Falling on my face metaphorically has been a regular occurrence throughout my life. Physically? Not so much. I do my best to avoid risky activities… you know, like a wuss. The other night, however, I got to do a full out old man fall. This is the kind of fall where, if people saw it, they wouldn’t laugh because no one wants to be the person laughing at the guy in need of an ambulance. Little kids falling? That’s hilarious because they tend to bounce back up like nothing happened. There was no bouncing for me; it was more of a thud like a tree falling, but the tree is wrapped with a layer of muscle in training (aka fat).
Sunday nights I’ve started going for a jog to help free my mind and prepare me for the week while trying to reduce my muscle in training. This past Sunday was my usual 9:30pm start when normal people are getting ready for bed (aka watching TV). I find something peaceful about this time of day and, I’ll be honest, the darkness makes it easy to see into people’s houses. I don’t mean this in a creepy way. I just like looking into people’s houses… wait, that doesn’t help. I’m not hiding in the bushes or using binoculars; I just slow down to peer into the house a few seconds longer because I like seeing the layouts of people’s houses. If anything, seeing people makes me feel awkward. It’s like I’m peering into their house when I shouldn’t… because I am. If I had free time I’d be doing all the open houses I could like the people real estate agents hate, which is like a bigger scale version of taste testing at Costco: “How much is this product I have no interest in buying, but feel obligated to ask about? Great; thanks.”
So while jogging on a sidewalk about two kilometers away from my house, I turned a corner and I didn’t notice the two sidewalk slabs were uneven and I bailed hard. It was the kind of fall you are completely unprepared for because you’re way too relaxed and why wouldn’t I be? Jogging is like the safest aerobic activity since there aren’t any balls flying at your head or people trying to tackle you. If I was jogging on a trail I’d be more aware of the risk of falling because of roots and such, but this is a pretty much flat surface so I was in my own little world. I was daydreaming about random crap guys think about when you ask them: “What are you thinking about?” and the guy says, “Nothing,” because it really is so pointless it falls in the category of nothing.

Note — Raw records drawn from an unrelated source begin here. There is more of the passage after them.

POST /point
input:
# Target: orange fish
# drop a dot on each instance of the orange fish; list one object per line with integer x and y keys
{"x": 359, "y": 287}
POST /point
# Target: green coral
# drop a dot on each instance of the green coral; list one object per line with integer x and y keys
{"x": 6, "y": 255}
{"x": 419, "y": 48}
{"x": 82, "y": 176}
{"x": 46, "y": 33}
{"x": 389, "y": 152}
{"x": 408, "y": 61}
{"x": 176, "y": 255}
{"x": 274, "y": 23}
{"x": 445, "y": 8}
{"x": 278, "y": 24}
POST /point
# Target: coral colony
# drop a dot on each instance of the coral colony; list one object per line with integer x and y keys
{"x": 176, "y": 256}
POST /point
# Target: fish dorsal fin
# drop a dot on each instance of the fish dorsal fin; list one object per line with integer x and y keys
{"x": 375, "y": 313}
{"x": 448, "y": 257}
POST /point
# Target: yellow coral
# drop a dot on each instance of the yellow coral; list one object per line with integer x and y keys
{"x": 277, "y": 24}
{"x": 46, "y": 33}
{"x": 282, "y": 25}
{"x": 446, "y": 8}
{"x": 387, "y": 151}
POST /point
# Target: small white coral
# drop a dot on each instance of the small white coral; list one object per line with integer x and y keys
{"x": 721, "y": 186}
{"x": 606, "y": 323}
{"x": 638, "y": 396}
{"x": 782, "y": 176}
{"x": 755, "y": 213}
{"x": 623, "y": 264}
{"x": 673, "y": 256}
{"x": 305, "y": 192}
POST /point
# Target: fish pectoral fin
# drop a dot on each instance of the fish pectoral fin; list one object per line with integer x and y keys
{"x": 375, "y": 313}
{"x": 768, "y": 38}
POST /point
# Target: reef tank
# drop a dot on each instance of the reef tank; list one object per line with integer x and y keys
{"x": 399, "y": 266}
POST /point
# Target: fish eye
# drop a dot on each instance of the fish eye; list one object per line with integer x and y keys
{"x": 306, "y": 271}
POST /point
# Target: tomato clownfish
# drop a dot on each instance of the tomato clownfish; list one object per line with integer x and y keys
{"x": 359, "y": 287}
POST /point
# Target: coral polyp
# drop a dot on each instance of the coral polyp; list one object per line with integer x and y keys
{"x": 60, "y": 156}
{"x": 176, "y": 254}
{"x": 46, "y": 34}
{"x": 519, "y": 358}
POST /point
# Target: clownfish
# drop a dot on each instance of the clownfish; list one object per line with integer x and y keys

Before I was even aware of what was happening, I was hitting the ground and seeing my hand slide on the rough concrete like I was trying to rigorously massage it. My first actual thought was “This is not going to feel good later.” And I was right. It didn’t feel good later. Fortunately, my body was smarter than I expected and I naturally fell with a lean to the side where one hand and knee took most of the weight as I then roll into the grass to take away some of the fall. This meant I wasn’t at risk of breaking my wrists like some people do when they fall forwards. The funny thing was as I started to get up my first thought was that of a five year old: “I’m hurt and bleeding. Who’s going to kiss my boo boos and carry me home?” That was a good moment for a thirty-eight year old. Fortunately, it was just a moment and I did a damage check. My one knee was scraped up and my one palm was pretty bad with the corresponding thumb nail being very bruised, but I was overall fine. It was 2km home if I turned back or I could do another 4km if I continued, so I thought, “I’m going to be sore jogging or sitting at home, so I might as well finish my run. Besides, if I was playing a sport I’d be right back into it.” My logic brain was back on track and I was thinking properly. While I was jogging the words of my friend I sometimes jog with came to mind, “Never run on the sidewalk.” I thought this was stupid advice, but not anymore. The best part is when I got home; after a few minutes when my wife was not distracted, I said “Funny story… and then showed her my hand and she got all mommy-sympathetic, and I was like “Yeah, I’m a man. I grossed her out and I’m getting sympathy. It was so worth falling.” Men are sad, aren’t we?
The title of this post claims that it was good that I fell, which means I better explain this. As I often claim, there is good in all things, so what is good about this situation?
- My wife had the best possible response that helped me feel loved
- It could’ve been worse (e.g I didn’t have more blood issues or break my wrist)
- I’m able to feel pain, which means my body is protecting itself from further hurt while it heals
- I’m actually able to jog (i.e. I’m not physically handicapped in some way like when my back was really bad this summer)
- My body’s natural response was very healthy when I rolled in the grass
- I had the determination to finish the jog
- Having a bad palm made my work outs difficult for the week, but it was only for a week
- My injuries didn’t prevent me from being able to work
- It’s not Frisbee season, so my playing wasn’t affected
- I learned a valuable lesson about jogging at night on sidewalks
- I’m grateful for lit streets and sidewalks, so I can jog at night unlike in a forest
- I learned if jogging can injure me, I shouldn’t be scared to do more sports since I can get hurt either way and I enjoy playing sports more
This week may you see the good in a situation that isn’t the most pleasant in order to help it feel not so bad.